Vivere da soli era il sogno di ogni adolescente, andarsene di casa, gestirsi i tempi, nessun genitore che entrava in camera urlando di pulirla e nessuna ragione di nascondere le cose. Per molti l’andare a vivere da soli era sinonimo di libertà e indipendenza, per Hyerin era semplicemente la quotidianità. Si era trasferita in quel dormitorio l’anno prima per essere più vicina alle lezioni e non pesare troppo su suo fratello (o almeno la scusa ufficiale). La verità era molto più complicata in realtà: vivere nel dormitorio le permetteva di dimenticare tutto fino al venerdì sera, quando tornava da Kyong-jin. E anche ora quel posto le mostrava una via di fuga, una maschera da indossare, una realtà diversa da quella in cui avrebbe dovuto vivere. Tornare in quell’appartamento era doloroso, il silenzio tra quelle mura era troppo, il vuoto opprimente. E lei finiva sempre per scappare da lì, rimanendoci giusto il tempo di controllare che tutto fosse in ordine e al proprio posto, pagare l’agenzia di pulizie, prendere le bollette e cose del genere. Si era ripromessa di far pace con la propria testa, di riuscire a convincere il proprio cuore che quello era solo un posto, niente di più. Ma i ricordi uscivano prepotenti, spingevano le lacrime a correre sulle sue guance e le sue gambe a tremare. Tutto sommato forse il dormitorio anche per lei era sinonimo di libertà.
Quelle settimane poi le lezioni erano state tremendamente intense: i professori sembravano aver deciso di partecipare ad una maratona, costringendo lei e tutti i suoi compagni a perdere le mani nel tentativo di scrivere ogni singolo passaggio. Erano quasi due settimane che non toccava un computer se non per studiare, ergo due settimane che non entrava su Lyoko e due settimane perse nel cercare il vero colpevole da mettere dietro alle sbarre. La giovane si lasciò cadere sulla sedia, chiudendo gli occhi e sospirando sfinita. Lanciò uno sguardo disperato all’orologio sul muro notando con dispiacere che sì, la giornata non era ancora finita.
« Non è giusto » mormorò lasciando cadere la testa all’indietro e sbuffando. Ormai non ricordava neanche più l’ultima volta che si era alzata da quella scrivania ma, a giudicare dal dolore alla schiena, doveva essere stato molte ore prima.
« Beh, una pausa me la merito no? » esordì, domanda diretta ovviamente al lupo di peluche adagiato comodamente sul letto. La giovane sorrise, prendendo quel silenzio come un’affermazione e lentamente si alzò dalla sedia, sbadigliando e stiracchiandosi pigramente.
« Sembri un gatto » la voce del fratello sembrò riempire la stanza mentre un mezzo sorriso si formò sulle sue labbra a quel dolce ricordo. Quando ancora andava a scuola e stava con lui, esibendosi in elaborati allungamenti pur di non alzarsi per raggiungere l’oggetto desiderato in quel momento.
« Potrei farmi una doccia e ordinare del cinese, che ne dici? » e in quel momento la sua attenzione fu attirata dalla porta, quel bussare inaspettato sulla superficie di legno. Perplessa si avvicinò e guardò dallo spioncino, senza riconoscere l’uomo dall’altra parte e lanciando un’occhiata dubbiosa al pupazzo sul letto.
« Chi è? » chiese con tono serio, aprendo la porta di quel poco che bastava per osservare meglio l’uomo. Dopotutto pensò che tutti i suoi anni di Taekwondo le sarebbero tornati utili in caso avesse voluto cacciarlo.
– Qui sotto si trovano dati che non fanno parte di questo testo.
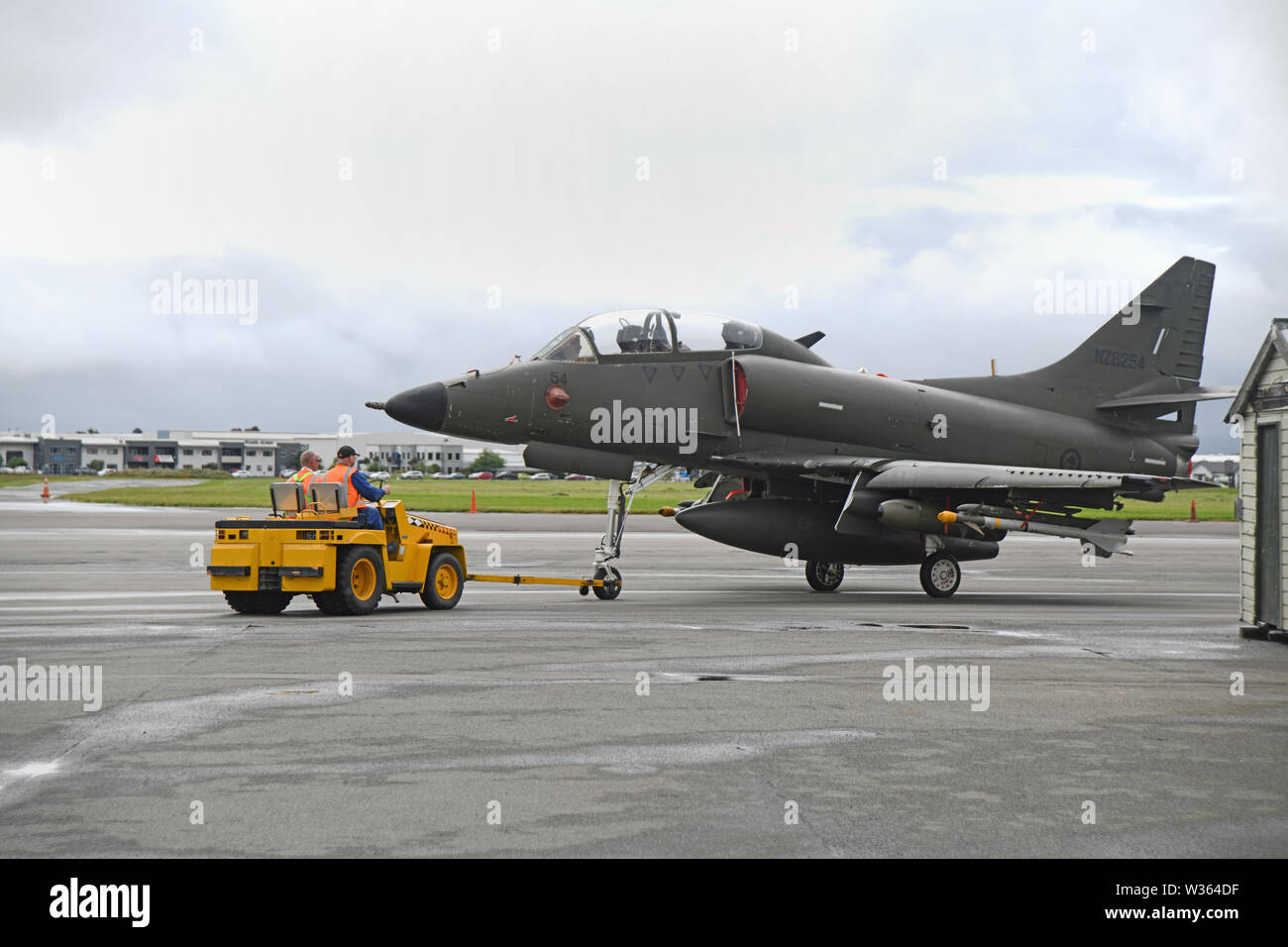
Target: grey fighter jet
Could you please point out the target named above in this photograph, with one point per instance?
(845, 468)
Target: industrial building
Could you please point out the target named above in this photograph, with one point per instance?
(262, 454)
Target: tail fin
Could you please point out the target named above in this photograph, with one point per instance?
(1138, 367)
(1154, 344)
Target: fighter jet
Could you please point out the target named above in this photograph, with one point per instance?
(840, 468)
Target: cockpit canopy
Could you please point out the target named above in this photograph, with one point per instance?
(649, 331)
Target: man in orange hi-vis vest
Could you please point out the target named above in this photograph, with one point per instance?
(356, 486)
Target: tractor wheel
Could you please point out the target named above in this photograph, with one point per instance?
(360, 582)
(824, 577)
(445, 582)
(258, 602)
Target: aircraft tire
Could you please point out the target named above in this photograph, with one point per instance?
(613, 583)
(824, 577)
(940, 575)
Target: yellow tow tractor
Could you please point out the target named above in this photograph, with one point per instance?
(313, 547)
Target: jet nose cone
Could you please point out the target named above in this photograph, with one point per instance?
(421, 407)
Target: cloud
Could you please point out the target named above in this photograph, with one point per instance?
(378, 169)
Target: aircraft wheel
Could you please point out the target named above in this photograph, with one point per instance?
(445, 582)
(612, 586)
(824, 577)
(359, 582)
(258, 602)
(940, 575)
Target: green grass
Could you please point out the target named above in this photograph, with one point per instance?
(1211, 504)
(24, 479)
(438, 496)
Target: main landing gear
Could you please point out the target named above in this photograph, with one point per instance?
(619, 496)
(824, 577)
(940, 573)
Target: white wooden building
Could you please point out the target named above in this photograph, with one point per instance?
(1260, 412)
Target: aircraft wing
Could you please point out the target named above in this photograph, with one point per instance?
(928, 474)
(923, 474)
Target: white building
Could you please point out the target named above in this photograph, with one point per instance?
(1261, 412)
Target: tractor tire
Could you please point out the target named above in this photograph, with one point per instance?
(360, 581)
(445, 582)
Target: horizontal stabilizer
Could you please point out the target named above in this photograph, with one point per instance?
(1164, 398)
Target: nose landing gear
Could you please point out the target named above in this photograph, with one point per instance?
(619, 496)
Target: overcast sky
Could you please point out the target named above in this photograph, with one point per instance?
(387, 174)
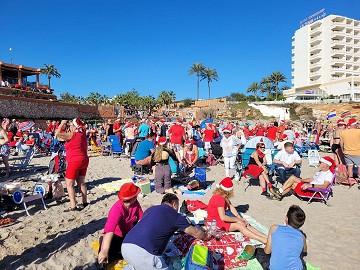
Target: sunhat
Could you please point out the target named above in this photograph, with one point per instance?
(128, 191)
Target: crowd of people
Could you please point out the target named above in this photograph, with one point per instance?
(129, 232)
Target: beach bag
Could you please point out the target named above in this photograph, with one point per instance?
(342, 175)
(199, 258)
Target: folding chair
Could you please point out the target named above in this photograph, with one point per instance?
(23, 164)
(320, 194)
(115, 145)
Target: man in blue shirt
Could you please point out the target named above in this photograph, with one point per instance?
(144, 130)
(144, 150)
(144, 245)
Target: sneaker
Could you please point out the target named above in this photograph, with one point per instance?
(274, 191)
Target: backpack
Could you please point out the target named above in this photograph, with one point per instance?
(199, 258)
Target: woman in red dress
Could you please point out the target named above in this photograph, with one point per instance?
(76, 158)
(220, 202)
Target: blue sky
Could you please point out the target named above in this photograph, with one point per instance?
(115, 46)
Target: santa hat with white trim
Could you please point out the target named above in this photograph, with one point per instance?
(328, 161)
(226, 184)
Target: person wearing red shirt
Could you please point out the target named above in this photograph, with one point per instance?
(272, 132)
(77, 159)
(177, 134)
(208, 136)
(220, 202)
(117, 130)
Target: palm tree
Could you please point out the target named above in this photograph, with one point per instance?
(266, 86)
(253, 88)
(276, 78)
(210, 75)
(197, 69)
(49, 71)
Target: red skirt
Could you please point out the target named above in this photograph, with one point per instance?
(253, 170)
(304, 193)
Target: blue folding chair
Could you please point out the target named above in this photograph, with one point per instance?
(115, 145)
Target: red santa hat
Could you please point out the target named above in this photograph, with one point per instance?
(226, 184)
(78, 124)
(189, 142)
(162, 140)
(329, 161)
(352, 121)
(340, 122)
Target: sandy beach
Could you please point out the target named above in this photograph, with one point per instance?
(52, 239)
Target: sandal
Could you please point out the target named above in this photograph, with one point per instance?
(71, 209)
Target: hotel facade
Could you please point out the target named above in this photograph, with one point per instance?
(326, 60)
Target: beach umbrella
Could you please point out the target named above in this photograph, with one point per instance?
(23, 126)
(203, 123)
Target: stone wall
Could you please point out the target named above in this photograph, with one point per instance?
(27, 108)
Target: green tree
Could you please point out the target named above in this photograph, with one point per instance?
(95, 98)
(197, 69)
(210, 75)
(267, 87)
(254, 88)
(188, 102)
(67, 97)
(276, 78)
(50, 71)
(166, 98)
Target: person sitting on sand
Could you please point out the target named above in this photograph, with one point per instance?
(144, 150)
(286, 242)
(322, 180)
(144, 245)
(122, 217)
(286, 162)
(220, 202)
(162, 168)
(257, 168)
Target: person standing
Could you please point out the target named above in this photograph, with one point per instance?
(122, 217)
(230, 145)
(350, 144)
(144, 245)
(76, 158)
(177, 134)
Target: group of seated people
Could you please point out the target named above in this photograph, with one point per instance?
(287, 162)
(140, 238)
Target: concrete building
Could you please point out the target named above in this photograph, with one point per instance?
(326, 60)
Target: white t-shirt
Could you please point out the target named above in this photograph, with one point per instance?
(321, 177)
(287, 158)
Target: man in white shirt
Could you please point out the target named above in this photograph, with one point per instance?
(321, 180)
(287, 161)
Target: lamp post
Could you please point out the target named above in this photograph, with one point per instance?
(10, 55)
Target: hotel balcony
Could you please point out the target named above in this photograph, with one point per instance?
(315, 57)
(315, 64)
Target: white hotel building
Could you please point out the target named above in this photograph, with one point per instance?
(326, 60)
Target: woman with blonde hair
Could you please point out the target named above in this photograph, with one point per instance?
(220, 202)
(76, 158)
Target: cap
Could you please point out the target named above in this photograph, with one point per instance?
(128, 191)
(226, 184)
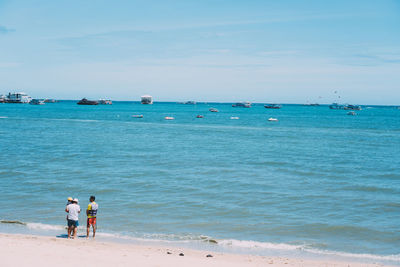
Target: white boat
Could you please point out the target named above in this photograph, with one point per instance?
(146, 99)
(105, 102)
(20, 97)
(37, 102)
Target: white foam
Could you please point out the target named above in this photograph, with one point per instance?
(258, 245)
(395, 257)
(41, 226)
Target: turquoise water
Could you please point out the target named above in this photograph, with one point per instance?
(316, 181)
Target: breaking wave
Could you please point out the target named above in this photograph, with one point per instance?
(247, 246)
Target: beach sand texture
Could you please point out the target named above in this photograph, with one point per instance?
(29, 250)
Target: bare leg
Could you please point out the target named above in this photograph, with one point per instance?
(69, 231)
(94, 230)
(75, 230)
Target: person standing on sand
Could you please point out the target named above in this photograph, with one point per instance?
(73, 216)
(91, 212)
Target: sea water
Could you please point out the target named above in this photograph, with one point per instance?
(315, 181)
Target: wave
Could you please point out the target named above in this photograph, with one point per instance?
(248, 246)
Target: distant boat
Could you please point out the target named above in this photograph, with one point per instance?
(20, 97)
(105, 102)
(37, 102)
(336, 106)
(352, 107)
(84, 101)
(147, 99)
(242, 105)
(190, 103)
(272, 106)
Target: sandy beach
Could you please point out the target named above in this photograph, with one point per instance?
(30, 250)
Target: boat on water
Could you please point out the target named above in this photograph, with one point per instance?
(84, 101)
(345, 107)
(146, 99)
(20, 98)
(273, 106)
(242, 105)
(105, 102)
(352, 107)
(336, 106)
(37, 102)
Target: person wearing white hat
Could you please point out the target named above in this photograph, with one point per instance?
(73, 210)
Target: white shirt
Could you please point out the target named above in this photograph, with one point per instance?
(73, 211)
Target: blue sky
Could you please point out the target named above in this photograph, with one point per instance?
(260, 51)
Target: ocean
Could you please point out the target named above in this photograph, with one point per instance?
(315, 182)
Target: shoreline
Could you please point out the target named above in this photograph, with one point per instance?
(31, 250)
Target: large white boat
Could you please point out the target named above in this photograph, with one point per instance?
(20, 97)
(147, 99)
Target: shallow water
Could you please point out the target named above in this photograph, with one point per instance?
(317, 179)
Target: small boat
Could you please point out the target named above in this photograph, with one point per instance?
(84, 101)
(352, 107)
(189, 103)
(105, 102)
(37, 102)
(242, 105)
(272, 106)
(146, 99)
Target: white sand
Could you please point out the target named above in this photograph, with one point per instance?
(27, 250)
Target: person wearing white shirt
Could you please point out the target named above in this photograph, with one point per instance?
(73, 210)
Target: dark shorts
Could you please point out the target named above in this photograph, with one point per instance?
(72, 223)
(91, 221)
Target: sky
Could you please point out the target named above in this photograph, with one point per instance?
(211, 50)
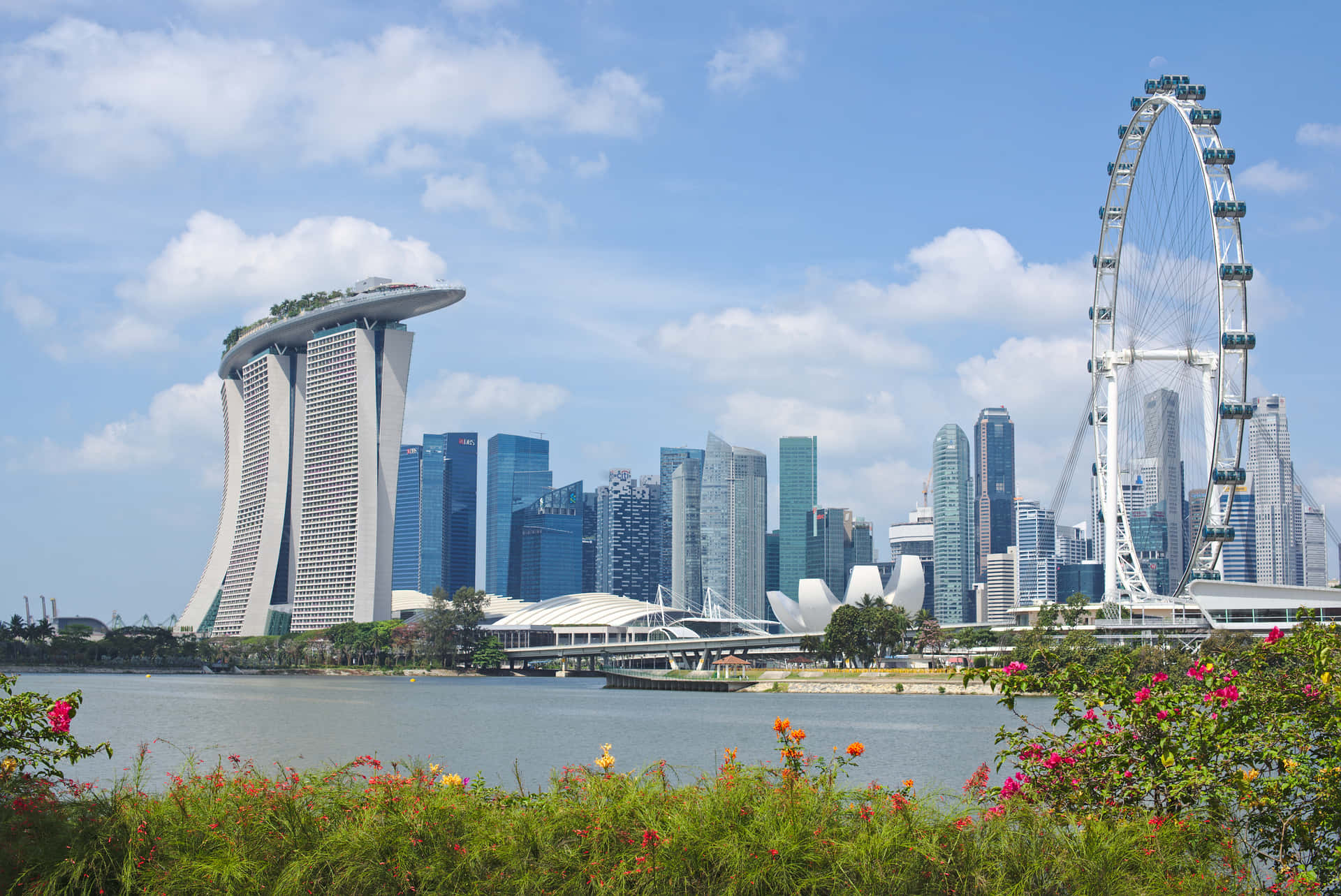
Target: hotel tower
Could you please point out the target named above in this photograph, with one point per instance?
(313, 411)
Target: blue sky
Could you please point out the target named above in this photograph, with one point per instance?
(858, 220)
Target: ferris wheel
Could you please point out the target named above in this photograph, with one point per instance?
(1170, 348)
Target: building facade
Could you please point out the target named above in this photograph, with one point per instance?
(670, 460)
(798, 492)
(1036, 555)
(518, 473)
(313, 409)
(994, 485)
(628, 536)
(1273, 491)
(954, 530)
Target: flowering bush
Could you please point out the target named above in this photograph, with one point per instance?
(35, 738)
(1253, 744)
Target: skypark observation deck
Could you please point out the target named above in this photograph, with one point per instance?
(380, 304)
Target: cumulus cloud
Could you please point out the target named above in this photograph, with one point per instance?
(589, 168)
(755, 54)
(1316, 135)
(870, 427)
(739, 341)
(215, 265)
(1026, 374)
(183, 425)
(978, 274)
(455, 396)
(97, 100)
(1273, 177)
(530, 163)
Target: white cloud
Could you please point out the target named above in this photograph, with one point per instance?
(530, 163)
(30, 311)
(453, 396)
(1270, 176)
(758, 52)
(404, 156)
(587, 168)
(183, 425)
(96, 100)
(214, 263)
(742, 342)
(1029, 374)
(754, 419)
(978, 274)
(1316, 135)
(475, 7)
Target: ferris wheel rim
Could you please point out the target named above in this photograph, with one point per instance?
(1108, 269)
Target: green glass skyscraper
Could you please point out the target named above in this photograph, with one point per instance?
(953, 526)
(798, 467)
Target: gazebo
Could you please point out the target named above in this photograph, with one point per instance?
(727, 663)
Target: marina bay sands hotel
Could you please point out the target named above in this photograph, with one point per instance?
(314, 399)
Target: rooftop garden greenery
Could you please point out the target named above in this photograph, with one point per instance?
(285, 310)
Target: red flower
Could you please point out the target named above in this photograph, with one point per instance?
(59, 717)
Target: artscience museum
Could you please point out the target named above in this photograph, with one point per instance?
(810, 613)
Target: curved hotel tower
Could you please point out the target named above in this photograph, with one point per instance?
(313, 411)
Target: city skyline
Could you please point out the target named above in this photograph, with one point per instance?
(637, 274)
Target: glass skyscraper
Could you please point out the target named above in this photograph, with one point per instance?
(670, 460)
(546, 546)
(994, 485)
(518, 473)
(953, 526)
(798, 492)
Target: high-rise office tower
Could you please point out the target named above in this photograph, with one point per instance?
(734, 510)
(828, 548)
(518, 473)
(546, 556)
(687, 537)
(1273, 491)
(953, 526)
(1164, 446)
(1314, 555)
(313, 409)
(405, 556)
(770, 561)
(1036, 555)
(798, 492)
(628, 536)
(670, 460)
(918, 537)
(994, 485)
(1240, 557)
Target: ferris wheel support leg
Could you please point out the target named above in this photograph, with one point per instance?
(1111, 492)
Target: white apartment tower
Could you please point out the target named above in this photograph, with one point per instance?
(313, 412)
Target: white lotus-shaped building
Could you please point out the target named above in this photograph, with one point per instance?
(810, 613)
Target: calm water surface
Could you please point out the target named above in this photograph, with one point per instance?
(479, 726)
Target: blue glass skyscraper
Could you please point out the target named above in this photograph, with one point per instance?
(546, 546)
(518, 473)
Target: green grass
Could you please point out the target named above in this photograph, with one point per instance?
(399, 829)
Solo dopo la risposta dell’altro si sarebbe fatta da parte, alzando gli occhi al cielo e borbottando un
« iniziavo giusto a chiedermi perché ancora non ti eri fatto vivo », guidandolo verso la propria camera e andando a sedersi nuovamente sulla sedia alla scrivania, senza staccare gli occhi di dosso all’altro neanche per un secondo.
L’appartemento in questione era un monolocale composto da una cucina in stile moderno, un letto a due piazze e un bagno. La zona notte bene separata dal resto da un’ampia libreria, una scrivania sui cui passava la maggior parte delle giornate e, la cosa che più adorava di quella casa, le ampie finestre.
Nulla in confronto a quello di suo fratello, ma ben sopra la media degli studenti francesi.